El arte colonizado

El arte colonizado

Por Tanja Sagredo

El arte y la cultura en Latinoamérica, y en cualquier país que haya sido, de una manera u otra, una colonia en algún momento de los últimos tres siglos, es difícil de situar; esta dificultad parte principalmente de los cánones exportados por la respectiva metrópoli, y asimilados como preponderantes en nuestros países.

Es importante decir que los pueblos han opuesto resistencias y que han luchado por un arte propio donde su lenguaje se desenvuelva según las necesidades de la realidad que lo produce, sin embargo, el poder en este quehacer tan necesario para el hombre lo sigue teniendo, en nuestro imaginario colectivo y en las instituciones, una ruda pretensión de hacer las cosas como en el viejo continente, y muy exclusivamente como la Europa capitalista que hoy maneja el mundo y sus guerras.

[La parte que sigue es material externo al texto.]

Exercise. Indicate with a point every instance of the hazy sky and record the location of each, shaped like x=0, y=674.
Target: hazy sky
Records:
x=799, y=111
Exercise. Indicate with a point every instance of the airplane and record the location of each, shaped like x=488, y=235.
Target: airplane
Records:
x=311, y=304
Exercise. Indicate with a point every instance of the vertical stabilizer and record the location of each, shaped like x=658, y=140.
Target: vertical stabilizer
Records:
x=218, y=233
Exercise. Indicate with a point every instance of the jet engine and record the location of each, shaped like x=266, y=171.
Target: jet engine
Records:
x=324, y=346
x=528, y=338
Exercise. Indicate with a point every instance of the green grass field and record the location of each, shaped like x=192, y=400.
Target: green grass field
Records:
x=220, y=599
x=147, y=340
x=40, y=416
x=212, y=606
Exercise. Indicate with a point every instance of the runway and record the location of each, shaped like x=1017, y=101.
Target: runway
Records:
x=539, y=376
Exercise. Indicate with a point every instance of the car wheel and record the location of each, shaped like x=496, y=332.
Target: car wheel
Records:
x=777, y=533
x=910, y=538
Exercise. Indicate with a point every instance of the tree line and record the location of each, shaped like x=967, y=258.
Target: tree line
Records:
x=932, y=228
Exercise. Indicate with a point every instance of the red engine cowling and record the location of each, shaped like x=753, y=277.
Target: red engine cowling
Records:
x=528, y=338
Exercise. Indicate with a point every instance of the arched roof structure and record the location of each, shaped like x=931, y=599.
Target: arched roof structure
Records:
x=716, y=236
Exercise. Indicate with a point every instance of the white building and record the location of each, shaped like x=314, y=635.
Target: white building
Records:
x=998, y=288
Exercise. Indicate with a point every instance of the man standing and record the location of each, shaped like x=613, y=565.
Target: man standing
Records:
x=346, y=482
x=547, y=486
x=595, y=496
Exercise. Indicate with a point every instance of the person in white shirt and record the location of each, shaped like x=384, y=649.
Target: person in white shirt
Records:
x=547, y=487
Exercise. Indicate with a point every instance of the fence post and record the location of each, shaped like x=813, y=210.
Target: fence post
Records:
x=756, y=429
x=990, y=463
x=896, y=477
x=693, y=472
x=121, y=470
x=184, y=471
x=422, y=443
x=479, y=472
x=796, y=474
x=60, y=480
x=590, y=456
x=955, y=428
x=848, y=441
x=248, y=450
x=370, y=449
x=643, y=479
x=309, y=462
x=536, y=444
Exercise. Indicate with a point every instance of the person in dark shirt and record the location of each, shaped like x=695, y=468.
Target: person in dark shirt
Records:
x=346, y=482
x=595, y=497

No es intención negar la riqueza cultural que el mestizaje y el encuentro-desencuentro nos ha brindado, somos la cara del conquistador y del conquistado, y es esa doble máscara la que nos brinda la mayor de las oportunidades para construir un rostro sintético que sea el que nos represente digna y justamente; pero la conquista de nuestro continente ya sucedió hace más o menos quinientos años, en unos países hace menos y en otros un poco más, y es hora que de ese hombre que nos es casi familiar pero a la vez inalcanzable nazca como otro hombre que sea completamente nuestro y capaz de tomarnos en sus manos.

Eso lo lograremos en el arte, en la cultura y en la vida haciendo uso, de la manera más potente que podamos, de todas nuestras capacidades creativas, y para que ellas se desarrollen con tanta riqueza como nuestra tierra es necesario quitar la sal que nos echan las ideas de que allá, en algún otro lugar saben más y lo hacen mucho mejor, y fertilizar nuestro campo con la sangre de nuestros intentos.

En un nacimiento, siempre habrá muchos errores, muchas cosas que corregir y de las cuales aprender; pero, al mismo tiempo que esa crisis, ese huracán se desarrolle, crecerá la certeza de estar construyendo un camino propio que al final, o en medio o en alguna parte, nos dará un espejo donde mirarnos con los ojos abiertos y tener, por fin, la mirada clara.